Les évacués ont été transportés dans un convoi de véhicules jusqu’à Port-Soudan. Puis ont traversé la mer Rouge à bord des navires saoudiens. Samedi, cinq bateaux sont arrivés à Jeddah, ville portuaire de l’Arabie saoudite. Au total, 91 citoyens saoudiens ainsi que 66 ressortissants de « pays frères » ont été évacués. « Des diplomates et des fonctionnaires internationaux », a précisé le ministère saoudien des Affaires étrangères.
Des images d’une chaîne de télévision saoudienne montrent aussi des femmes et des enfants arborant le drapeau vert saoudien à bord de l’un de ces navires.
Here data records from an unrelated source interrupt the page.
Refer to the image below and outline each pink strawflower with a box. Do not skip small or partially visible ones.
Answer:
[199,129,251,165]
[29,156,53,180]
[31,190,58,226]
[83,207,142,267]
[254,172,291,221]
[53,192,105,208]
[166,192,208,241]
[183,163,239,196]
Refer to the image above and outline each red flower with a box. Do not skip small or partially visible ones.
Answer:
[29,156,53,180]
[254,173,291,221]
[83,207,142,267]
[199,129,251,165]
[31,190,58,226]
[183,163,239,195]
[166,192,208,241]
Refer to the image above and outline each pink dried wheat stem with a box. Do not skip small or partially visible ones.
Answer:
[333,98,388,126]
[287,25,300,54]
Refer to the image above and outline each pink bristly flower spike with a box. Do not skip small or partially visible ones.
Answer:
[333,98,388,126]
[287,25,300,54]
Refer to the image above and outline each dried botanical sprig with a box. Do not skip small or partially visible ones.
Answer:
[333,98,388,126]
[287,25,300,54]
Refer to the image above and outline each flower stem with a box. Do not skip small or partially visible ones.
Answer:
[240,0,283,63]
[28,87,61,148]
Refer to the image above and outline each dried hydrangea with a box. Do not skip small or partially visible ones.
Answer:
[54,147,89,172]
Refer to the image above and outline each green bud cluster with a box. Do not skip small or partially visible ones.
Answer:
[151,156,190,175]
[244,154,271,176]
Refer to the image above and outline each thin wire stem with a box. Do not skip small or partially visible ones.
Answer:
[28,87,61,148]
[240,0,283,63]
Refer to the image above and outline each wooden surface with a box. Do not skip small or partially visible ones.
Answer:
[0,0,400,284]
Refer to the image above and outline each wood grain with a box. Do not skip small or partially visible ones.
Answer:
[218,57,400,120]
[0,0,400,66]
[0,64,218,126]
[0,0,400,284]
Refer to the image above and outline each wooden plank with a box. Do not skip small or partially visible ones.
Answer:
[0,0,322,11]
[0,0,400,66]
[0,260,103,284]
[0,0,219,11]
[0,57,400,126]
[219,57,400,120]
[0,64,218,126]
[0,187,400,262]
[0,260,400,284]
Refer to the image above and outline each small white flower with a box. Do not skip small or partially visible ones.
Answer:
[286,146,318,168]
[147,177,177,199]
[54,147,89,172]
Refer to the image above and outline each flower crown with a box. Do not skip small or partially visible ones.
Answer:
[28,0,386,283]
Un équipage d’un avion de ligne saoudien qui avait été touché au début du conflit par des coups de feu fait aussi partie des évacués.
L’armée soudanaise affirme que quatre pays s’apprêtent également à évacuer leurs diplomates et ressortissants avec leurs propres avions militaires : les États-Unis, la France, la Chine et le Royaume-Uni, où le gouvernement assure faire « tout [son] possible », alors que des citoyens britanniques, piégés par les combats, se disent abandonnés par les autorités. Le ministre d’État en charge du Développement et de l’Afrique Andrew Mitchell reconnaît une « situation extrêmement préoccupante pour les ressortissants britanniques piégés par les combats ». Il assure que les autorités se « préparent actuellement à plusieurs éventualités ».
Pour l’heure, les belligérants se montrent plutôt coopérants. L’armée soudanaise s’est engagée à fournir son aide et les paramilitaires des Forces de soutien rapide (FSR) se disent prêts à ouvrir tous les aéroports du Soudan pour évacuer les étrangers. Reste à savoir qui contrôle quel aéroport. Très difficile, à ce stade, d’avoir des informations fiables puisque les deux camps se livrent aussi à une bataille de communication.